AJP Gastrointestinal and Liver Physiology ◽

10.1152/ajpgi.1993.265.1.g21 ◽

1993 ◽

Vol 265 (1) ◽

pp. G21-G27 ◽

Cited By ~ 12

Author(s):

L. A. Sechi ◽

J. P. Valentin ◽

C. A. Griffin ◽

M. Schambelan

Keyword(s):

Angiotensin Ii ◽

Radioligand Binding ◽

Specific Binding ◽

Autoradiographic Study ◽

Small Population ◽

Photographic Emulsion ◽

Receptor Subtypes ◽

Ang Ii ◽

Sprague Dawley ◽

Angiotensin Ii Receptor

Angiotensin II is known to regulate motility and ion and water absorption in the intestine. These effects are presumed to be mediated by angiotensin II (ANG II) receptors that are present in both mucosal and muscular layers throughout the intestine. To evaluate tissue density and distribution of ANG II receptor subtypes (AT1 and AT2), we performed an in situ autoradiographic study on jejunum, ileum, and colon of Sprague-Dawley rats. Tissue sections (10 microns) were incubated with 500 pM 125I-[Sar1,Ile8]ANG II, fixed with paraformaldehyde vapors, and coated with photographic emulsion. Binding specificity was verified by competition with unlabeled [Sar1]ANG II (10 microM).
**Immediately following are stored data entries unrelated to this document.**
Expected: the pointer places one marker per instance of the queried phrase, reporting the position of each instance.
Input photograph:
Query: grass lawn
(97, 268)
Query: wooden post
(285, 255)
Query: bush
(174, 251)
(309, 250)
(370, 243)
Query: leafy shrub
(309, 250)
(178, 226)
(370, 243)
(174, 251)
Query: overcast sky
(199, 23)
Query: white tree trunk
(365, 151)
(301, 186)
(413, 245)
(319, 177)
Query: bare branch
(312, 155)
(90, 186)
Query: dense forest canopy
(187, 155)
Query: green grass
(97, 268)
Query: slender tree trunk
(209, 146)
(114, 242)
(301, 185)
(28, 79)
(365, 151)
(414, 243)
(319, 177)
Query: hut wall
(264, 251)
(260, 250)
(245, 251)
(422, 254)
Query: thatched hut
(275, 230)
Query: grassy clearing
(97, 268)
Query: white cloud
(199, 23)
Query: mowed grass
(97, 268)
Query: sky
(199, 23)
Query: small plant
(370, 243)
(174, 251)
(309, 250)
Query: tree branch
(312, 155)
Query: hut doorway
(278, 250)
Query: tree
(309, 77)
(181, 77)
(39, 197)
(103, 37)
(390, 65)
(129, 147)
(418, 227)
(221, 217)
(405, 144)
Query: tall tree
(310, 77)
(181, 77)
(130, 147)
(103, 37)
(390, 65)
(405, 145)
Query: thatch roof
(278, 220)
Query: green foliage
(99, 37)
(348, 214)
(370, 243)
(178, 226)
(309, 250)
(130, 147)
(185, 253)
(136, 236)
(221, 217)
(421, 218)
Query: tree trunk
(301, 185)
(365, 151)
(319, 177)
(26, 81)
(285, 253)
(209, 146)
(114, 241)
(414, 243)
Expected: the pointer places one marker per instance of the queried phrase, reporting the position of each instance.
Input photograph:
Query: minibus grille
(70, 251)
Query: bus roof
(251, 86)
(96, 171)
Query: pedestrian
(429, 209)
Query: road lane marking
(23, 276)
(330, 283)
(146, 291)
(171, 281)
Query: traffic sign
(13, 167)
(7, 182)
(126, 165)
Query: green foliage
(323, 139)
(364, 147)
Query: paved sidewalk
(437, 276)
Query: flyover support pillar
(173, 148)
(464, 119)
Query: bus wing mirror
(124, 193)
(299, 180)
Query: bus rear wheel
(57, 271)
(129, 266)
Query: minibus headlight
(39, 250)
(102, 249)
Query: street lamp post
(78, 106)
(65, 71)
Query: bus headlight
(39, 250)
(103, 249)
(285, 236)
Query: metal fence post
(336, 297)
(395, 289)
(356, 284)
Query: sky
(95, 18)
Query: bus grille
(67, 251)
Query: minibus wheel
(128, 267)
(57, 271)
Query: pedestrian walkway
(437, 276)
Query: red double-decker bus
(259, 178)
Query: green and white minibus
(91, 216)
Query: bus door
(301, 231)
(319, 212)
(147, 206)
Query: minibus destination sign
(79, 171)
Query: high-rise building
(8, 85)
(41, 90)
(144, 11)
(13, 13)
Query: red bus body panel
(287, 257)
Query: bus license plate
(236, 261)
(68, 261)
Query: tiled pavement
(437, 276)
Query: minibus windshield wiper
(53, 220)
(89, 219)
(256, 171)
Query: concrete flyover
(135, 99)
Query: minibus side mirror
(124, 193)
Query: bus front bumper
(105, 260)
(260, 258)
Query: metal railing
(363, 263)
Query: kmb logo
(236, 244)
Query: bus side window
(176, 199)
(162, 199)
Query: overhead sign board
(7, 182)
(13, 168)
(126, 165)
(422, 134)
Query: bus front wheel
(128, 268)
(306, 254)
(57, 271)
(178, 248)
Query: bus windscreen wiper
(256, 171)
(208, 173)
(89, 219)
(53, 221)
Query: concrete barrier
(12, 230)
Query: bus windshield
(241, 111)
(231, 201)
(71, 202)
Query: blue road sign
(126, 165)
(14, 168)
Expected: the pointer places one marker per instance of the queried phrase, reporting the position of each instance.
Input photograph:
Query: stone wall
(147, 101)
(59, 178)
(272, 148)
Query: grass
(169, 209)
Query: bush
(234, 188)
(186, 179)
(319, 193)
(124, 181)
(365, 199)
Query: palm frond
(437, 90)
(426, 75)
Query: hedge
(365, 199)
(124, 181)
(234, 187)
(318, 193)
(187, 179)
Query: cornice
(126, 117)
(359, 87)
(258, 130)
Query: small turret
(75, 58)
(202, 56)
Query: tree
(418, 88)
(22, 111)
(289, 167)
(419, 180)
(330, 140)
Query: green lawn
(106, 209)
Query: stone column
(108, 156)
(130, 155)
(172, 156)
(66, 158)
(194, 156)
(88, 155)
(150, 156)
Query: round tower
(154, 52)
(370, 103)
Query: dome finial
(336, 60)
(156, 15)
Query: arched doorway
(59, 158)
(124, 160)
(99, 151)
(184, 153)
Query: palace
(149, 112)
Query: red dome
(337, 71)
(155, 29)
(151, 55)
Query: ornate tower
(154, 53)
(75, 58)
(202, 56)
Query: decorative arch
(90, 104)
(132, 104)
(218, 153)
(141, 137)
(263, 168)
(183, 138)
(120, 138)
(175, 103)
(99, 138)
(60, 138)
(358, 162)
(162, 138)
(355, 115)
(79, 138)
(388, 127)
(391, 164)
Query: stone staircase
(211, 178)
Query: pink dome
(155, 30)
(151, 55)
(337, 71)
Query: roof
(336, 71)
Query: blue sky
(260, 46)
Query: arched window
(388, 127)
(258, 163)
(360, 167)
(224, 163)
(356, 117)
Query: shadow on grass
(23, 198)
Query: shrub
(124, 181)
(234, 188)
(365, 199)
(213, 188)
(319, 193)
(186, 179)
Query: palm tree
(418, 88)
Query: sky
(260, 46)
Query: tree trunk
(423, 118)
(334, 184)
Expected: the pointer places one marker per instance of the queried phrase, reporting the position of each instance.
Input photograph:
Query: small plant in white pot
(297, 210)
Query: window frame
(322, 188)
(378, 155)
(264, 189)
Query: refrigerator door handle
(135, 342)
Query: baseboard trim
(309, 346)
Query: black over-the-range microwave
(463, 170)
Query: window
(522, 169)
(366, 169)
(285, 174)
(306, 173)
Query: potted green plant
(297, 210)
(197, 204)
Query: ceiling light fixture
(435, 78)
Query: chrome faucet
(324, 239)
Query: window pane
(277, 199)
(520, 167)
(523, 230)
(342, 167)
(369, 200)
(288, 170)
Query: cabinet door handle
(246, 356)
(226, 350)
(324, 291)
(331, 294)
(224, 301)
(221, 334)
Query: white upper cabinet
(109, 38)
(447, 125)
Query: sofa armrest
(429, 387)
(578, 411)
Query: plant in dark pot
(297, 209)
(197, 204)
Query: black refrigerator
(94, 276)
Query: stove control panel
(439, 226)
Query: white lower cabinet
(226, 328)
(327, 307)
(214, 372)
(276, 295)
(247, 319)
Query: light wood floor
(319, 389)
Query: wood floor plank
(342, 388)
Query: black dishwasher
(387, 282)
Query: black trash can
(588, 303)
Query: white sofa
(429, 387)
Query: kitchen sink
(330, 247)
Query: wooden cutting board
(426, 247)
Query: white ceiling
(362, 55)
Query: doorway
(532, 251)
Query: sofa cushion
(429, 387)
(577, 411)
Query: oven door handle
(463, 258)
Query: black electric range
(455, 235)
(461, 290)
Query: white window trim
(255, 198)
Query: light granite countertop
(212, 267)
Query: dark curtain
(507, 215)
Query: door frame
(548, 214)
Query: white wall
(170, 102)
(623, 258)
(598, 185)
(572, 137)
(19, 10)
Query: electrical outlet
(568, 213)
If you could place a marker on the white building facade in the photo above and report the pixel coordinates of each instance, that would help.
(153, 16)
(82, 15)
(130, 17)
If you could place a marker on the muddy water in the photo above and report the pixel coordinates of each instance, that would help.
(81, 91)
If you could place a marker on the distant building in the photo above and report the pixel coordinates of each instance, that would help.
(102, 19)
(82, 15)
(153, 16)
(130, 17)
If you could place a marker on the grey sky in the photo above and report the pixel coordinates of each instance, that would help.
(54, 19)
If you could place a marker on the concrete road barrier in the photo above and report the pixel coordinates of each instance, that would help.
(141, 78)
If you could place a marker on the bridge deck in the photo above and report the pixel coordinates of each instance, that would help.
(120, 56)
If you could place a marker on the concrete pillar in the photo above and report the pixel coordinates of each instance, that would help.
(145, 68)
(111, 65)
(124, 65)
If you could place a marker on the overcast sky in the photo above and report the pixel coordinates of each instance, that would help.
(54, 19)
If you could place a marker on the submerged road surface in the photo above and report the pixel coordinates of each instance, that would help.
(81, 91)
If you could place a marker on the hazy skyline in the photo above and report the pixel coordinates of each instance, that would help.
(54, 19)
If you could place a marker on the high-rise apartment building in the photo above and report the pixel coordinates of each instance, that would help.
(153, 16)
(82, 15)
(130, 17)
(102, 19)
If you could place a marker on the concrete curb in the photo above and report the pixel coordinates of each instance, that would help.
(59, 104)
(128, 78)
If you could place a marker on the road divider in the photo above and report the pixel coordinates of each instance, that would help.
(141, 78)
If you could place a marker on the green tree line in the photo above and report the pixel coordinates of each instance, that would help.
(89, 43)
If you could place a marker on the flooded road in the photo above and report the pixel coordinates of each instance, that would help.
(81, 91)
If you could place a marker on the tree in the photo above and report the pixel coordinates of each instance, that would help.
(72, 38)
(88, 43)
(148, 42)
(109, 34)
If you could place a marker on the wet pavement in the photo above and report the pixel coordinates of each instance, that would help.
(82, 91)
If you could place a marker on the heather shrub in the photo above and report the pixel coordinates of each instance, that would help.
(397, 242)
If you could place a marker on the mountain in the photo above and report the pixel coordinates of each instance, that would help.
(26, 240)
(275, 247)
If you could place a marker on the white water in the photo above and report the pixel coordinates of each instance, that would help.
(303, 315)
AT1 and AT2 receptor distribution was characterized by competition with the nonpeptide antagonists losartan (10 microM) and PD123177 (10 microM), respectively, and the density of receptors was quantified by counting the silver grains overlying the different layers of intestinal wall. Specific binding was moderately abundant in the mucosa and the muscularis of both jejunum and ileum, whereas no binding was present in the submucosa and the serosa. Losartan inhibited 86% of radioligand binding to the mucosa in both jejunum and ileum, whereas PD123177 inhibited only 10%. The combination of the two compounds inhibited 96% of specific binding. In the colon, binding was significantly more abundant in the muscularis than in the mucosa. In this segment, losartan inhibited 90% and PD123177 16% of specific binding to muscularis. The combination of these compounds reduced binding by 97%. Thus the predominant ANG II receptor in all intestinal segments is AT1, but a small population of AT2 receptors also seems to be present.(ABSTRACT TRUNCATED AT 250 WORDS)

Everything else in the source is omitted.